In 2023, passive strategies attracted 70% of total global mutual fund and exchange-traded fund net flows, totaling about $920 billion. From 2019 through 2022, only 57% of net inflows went into passive strategies.
The downward pressure on fees collected by assets managers also showed no signs of reversing in 2023. The average fee in 2023 was 22 basis points, down from 25 basis points in 2015 and 26 basis points in 2010.
Separately, BCG, in partnership with the Investment Company Institute and the CFA Institute, conducted a global survey of 57 asset managers with $15 trillion in AUM that focused on generative AI adoption.
Among the key findings in the survey was that 72% of the asset managers believed that artificial intelligence will have a significant or transformative impact on their organization within the next three to five years. However, only 16% have fully defined a strategy and are working on implementing it throughout the business.

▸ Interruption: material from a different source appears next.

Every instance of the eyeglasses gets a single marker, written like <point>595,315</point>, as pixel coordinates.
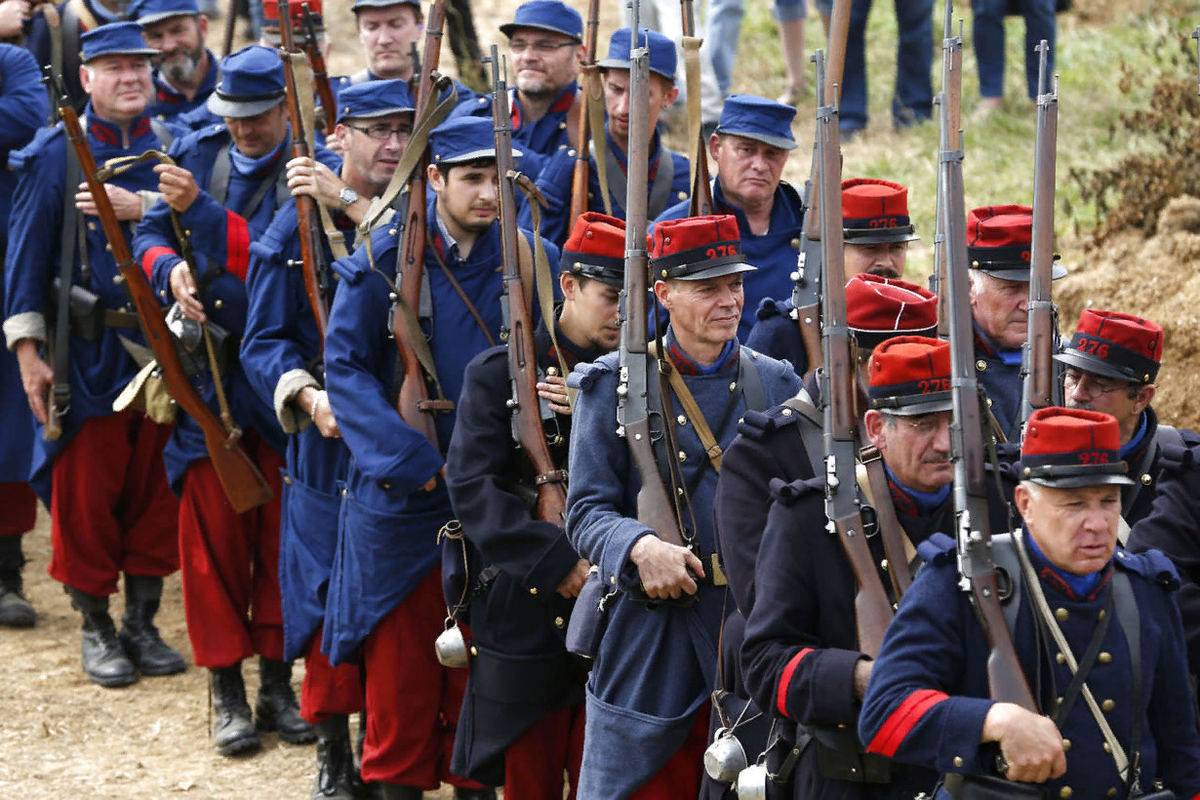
<point>384,132</point>
<point>1095,386</point>
<point>540,47</point>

“The structural challenges facing the industry will only continue to grow,” said Dean Frankle, a managing director and partner at BCG, in a news release. “To remain competitive, asset managers will need to seize the opportunities offered by artificial intelligence and double down on investing in enhanced productivity, product personalization, and the opportunity of private markets.”
The data collected by BCG was published in the 22nd edition of its Global Asset Management Report, with this edition titled "AI and the Next Wave of Transformation."